What is neural supply chain management? John Quinlivan and Ashley Naughton outline the key characteristics of this principle, which is helping transform the way organisations work.
In today’s manufacturing world, the dependency on many organisations producing components or services to supply a product has never been a greater determining factor to the success or failure of a business.
Global sourcing and manufacturing has created a vast and complex supply chain ecosystem with many more sourcing and manufacturing options available. As a result, a complex interdependent ecosystem of suppliers has evolved.
Quality, timeliness and cost must be managed through multiple supply tiers, some of which are unknown to the OEM. Situations like COVID-19 expose and exacerbate the weakness in the supply chain and with manufacturers striving to pursue lean principles, the chain is strained even further.
It has become increasingly apparent that the supply chain footprint needs to be reconsidered to enable mass personalisation, embrace risk, leverage ecosystem and deliver exponential value with resilience and adaptability. Digital technologies such as cloud and intelligent automation can help to achieve this.
What are the benefits?
Adoption of these technologies and business pillars can be considered as being neural in principle. When neural supply chain capabilities have been established it will deliver many benefits with automation, intelligence and connectedness at the core of this inspiration, as illustrated in Figure 1.
Supply chain enterprises can become adaptive, responsive and create personalised value by exhibiting the neural traits listed.
Intelligent and Cognitive – Manufacturing firms will focus on becoming cognitive and intelligent by embracing insights and contextual knowledge to drive decision making not only within their firm’s boundaries, but also in the extended ecosystems they are part of.
Adaptive – By sensing environmental changes in the market, these firms will be better prepared to respond and become adaptive in their response, whether through altering their supply chains, changing their products and services to meet the market demands or rearranging their internal operations.
Connected – Connectedness for supply chains could mean connected operations through investments in smart assets and processes, becoming connected with their value chain partners or becoming an ecosystem partner or orchestrator.
Resilient – A significant neural trait is to be resilient to sudden changes in the environment.

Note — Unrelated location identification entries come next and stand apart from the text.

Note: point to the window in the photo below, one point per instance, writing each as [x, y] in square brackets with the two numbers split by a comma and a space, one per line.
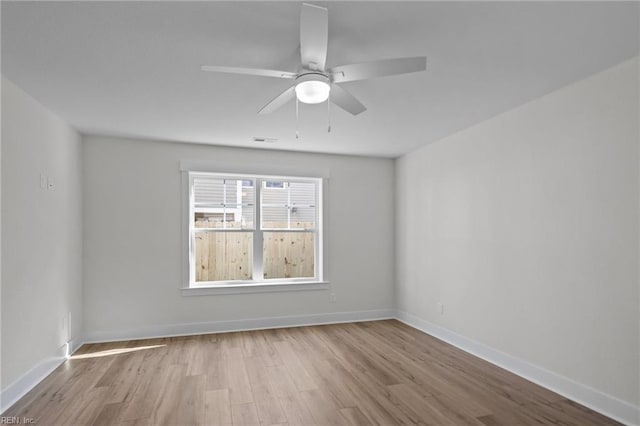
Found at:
[252, 229]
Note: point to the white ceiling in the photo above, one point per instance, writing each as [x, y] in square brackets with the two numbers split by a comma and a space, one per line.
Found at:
[132, 68]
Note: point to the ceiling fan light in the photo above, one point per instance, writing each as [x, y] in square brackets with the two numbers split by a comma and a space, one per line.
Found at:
[312, 91]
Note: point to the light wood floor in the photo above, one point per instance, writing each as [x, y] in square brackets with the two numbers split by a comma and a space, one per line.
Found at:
[381, 372]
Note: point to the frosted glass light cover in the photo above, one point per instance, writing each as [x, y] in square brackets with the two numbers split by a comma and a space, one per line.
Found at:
[312, 92]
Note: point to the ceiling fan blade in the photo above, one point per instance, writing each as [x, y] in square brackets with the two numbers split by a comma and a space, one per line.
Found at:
[250, 71]
[278, 101]
[346, 100]
[374, 69]
[314, 35]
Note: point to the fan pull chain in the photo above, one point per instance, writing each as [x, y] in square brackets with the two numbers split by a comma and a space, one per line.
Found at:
[329, 114]
[297, 119]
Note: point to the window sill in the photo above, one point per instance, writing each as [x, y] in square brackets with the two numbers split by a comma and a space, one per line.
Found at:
[255, 288]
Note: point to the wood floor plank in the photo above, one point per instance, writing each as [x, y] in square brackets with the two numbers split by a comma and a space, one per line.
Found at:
[244, 415]
[373, 373]
[217, 407]
[239, 386]
[267, 403]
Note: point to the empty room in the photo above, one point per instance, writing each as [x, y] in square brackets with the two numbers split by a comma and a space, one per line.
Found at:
[320, 213]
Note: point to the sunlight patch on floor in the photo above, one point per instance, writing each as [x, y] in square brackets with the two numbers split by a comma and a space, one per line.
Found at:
[114, 352]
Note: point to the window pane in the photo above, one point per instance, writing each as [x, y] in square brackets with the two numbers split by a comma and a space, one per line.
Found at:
[289, 255]
[288, 205]
[223, 203]
[223, 256]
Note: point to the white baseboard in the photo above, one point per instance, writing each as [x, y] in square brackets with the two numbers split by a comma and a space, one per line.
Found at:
[608, 405]
[16, 390]
[187, 329]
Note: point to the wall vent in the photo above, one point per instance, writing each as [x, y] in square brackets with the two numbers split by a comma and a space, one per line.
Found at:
[263, 139]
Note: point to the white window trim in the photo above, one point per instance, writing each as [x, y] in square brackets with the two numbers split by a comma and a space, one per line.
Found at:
[321, 282]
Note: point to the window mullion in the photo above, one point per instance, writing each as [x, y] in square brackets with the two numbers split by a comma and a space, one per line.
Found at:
[258, 269]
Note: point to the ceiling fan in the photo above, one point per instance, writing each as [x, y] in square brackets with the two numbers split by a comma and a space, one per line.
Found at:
[314, 83]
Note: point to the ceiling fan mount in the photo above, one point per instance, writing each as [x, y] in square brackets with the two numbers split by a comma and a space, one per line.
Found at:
[313, 82]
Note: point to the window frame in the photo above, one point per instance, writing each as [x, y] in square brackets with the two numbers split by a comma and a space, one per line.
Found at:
[258, 283]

Supply chain functions can exhibit resilience not just by quickly readjusting their operating model but by also learning to create alternate modes of models should such changes reoccur. Self-healing is key to resilience.
Personalised – Adapting neural is not limited to how manufacturing firms should organise themselves, but also to how these firms can provide value to their end customers by personalising their products and services, and improving customer experience to increase wallet share from these experiences.

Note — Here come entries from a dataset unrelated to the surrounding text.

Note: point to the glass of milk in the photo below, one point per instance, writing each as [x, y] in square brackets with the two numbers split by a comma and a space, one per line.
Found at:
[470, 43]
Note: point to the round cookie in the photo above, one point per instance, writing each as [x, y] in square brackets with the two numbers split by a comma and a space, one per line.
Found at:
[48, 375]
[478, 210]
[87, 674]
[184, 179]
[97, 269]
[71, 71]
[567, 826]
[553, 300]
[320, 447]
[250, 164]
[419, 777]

Automated (Machine First) – Automation in processes across the supply chain will help firms identify all possible avenues where smart machines can be used to delegate repetitive activities and move the workforce to take up value adding activities.
Case studies Tata Consultancy Services (TCS) has been helping global manufacturing organisations in their journey towards digitally transformed neural supply chains and recent collaborations include:
- Implemented a global sourcing and logistics ecosystem for an automotive OEM that delivers cost and service improvements.

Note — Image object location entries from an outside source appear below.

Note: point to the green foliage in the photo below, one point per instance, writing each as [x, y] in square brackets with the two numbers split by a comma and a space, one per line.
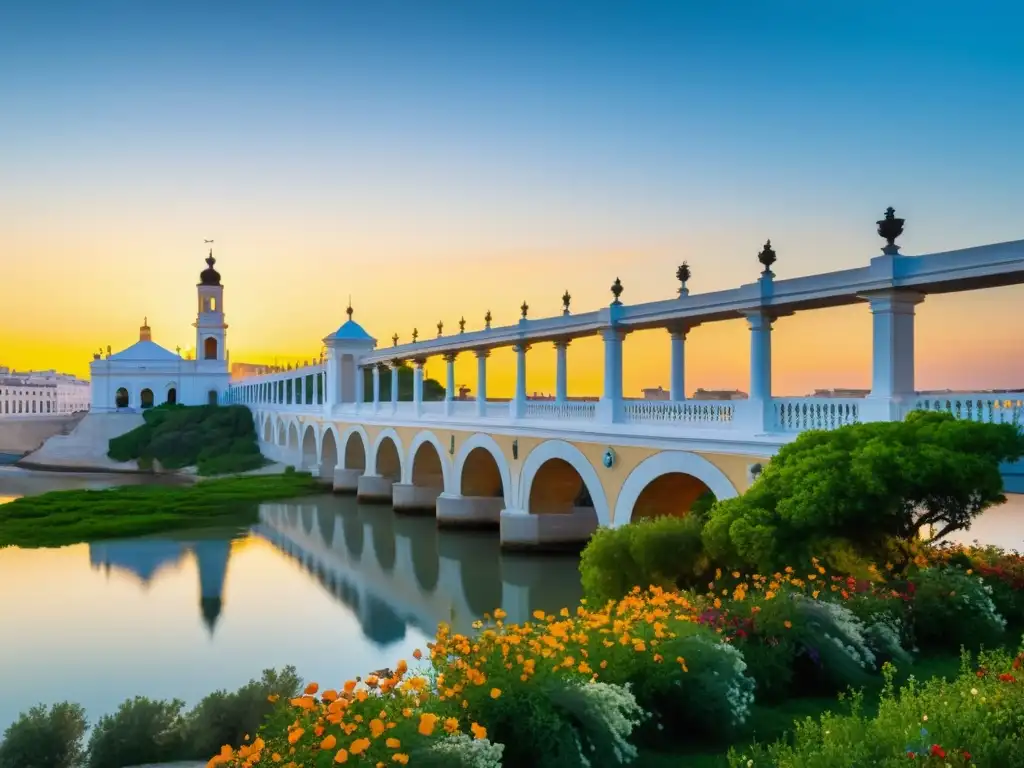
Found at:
[217, 439]
[45, 738]
[937, 723]
[952, 608]
[864, 487]
[141, 730]
[64, 517]
[224, 718]
[663, 552]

- Enabled optimisation to the finished vehicle distribution supply chain by enabling live tracking of vehicles from the data transmitted from the cars in transit.
- Deployed a digital marketplace for aviation value chain actors to buy, sell, develop and collaborate on innovative digital applications. The OEM set out the vision to establish a digital factory to monetise data and provide products and services relevant to the airline service and supply chain network.
Three steps to transformation
Manufacturing firms will have to undertake a three-step journey to digitally transform, a process that has been developed based on interactions with a number of industry players across different segments. (See Figure 2)
What this means is true supply chain transparency, rich, informative, accurate data and cognitive real-time reporting with intelligent in-time decision making control. Neural supply chain embodies the very essence of digital transformation, creating processes that are part of the company’s neural system. As we move on post-pandemic, the spotlight is firmly on the supply chain to play arguably the largest part in transforming how organisations work.